Domestic mill scrap buying statistics maintained by the Raw Material Data Aggregation Service (RMDAS) of Pittsburgh-based MSA Inc. and released June 20 confirm what other pricing services reported earlier in June: Ferrous scrap dropped in value by some $45 to $60 per ton in the past 30 days.
According to RMDAS, price drops in the July 20 to June 19 period included a $78 per ton loss in value for prompt scrap in the South as the worst drop and a $34 per ton loss for shredded scrap in its North Midwest region as the smallest price reduction.
From March to May, prompt scrap had been purchased at more than $700 per ton in the U.S., but the average per ton price fell to $650 in June.
Shredded scrap, meanwhile, temporarily peaked at $604 per ton as an April average, but by June 20 was down to $481 per ton in value.
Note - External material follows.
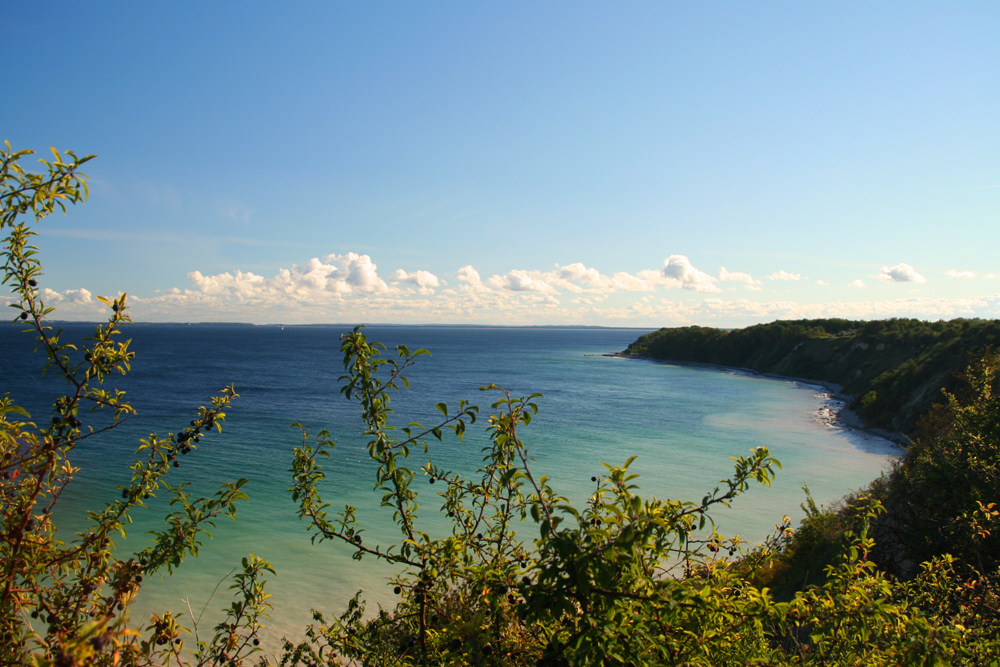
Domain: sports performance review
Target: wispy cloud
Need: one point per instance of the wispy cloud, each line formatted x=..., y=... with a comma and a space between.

No. 1 Heavy melting steel (HMS), meanwhile, fell below $400 per ton for the first time this year, averaging $395 in June, per RMDAS.
Tepid demand from overseas has been assigned some of the blame for the downward drift in HMS in particular, but domestic mill demand for all grades also has hit some speed bumps.
According to the Washington-based American Iron & Steel Institute (AISI), domestic raw steel production in the week ending June 18 was 1.758 million tons. That is down 1.5 percent from the previous week (ending June 11) when production was 1.784 million tons.
Comparing this June with June of last year also is unencouraging. The most recent week’s production represents a 4.7 percent decrease from 1.84 million tons produced the week ending June 18, 2021.
According to AISI, mills in the U.S. are operating at an 80.5 percent capability utilization (capacity) rate now, while they were running at an 83 percent rate one year ago.
Year-to-date production through June 18 sits at some 42.4 million tons made at an average capacity rate of 80.7 percent. The output figure is down 1.8 percent from the 43.2 million tons made during the same period last year, when the capacity rate averaged 79.4 percent.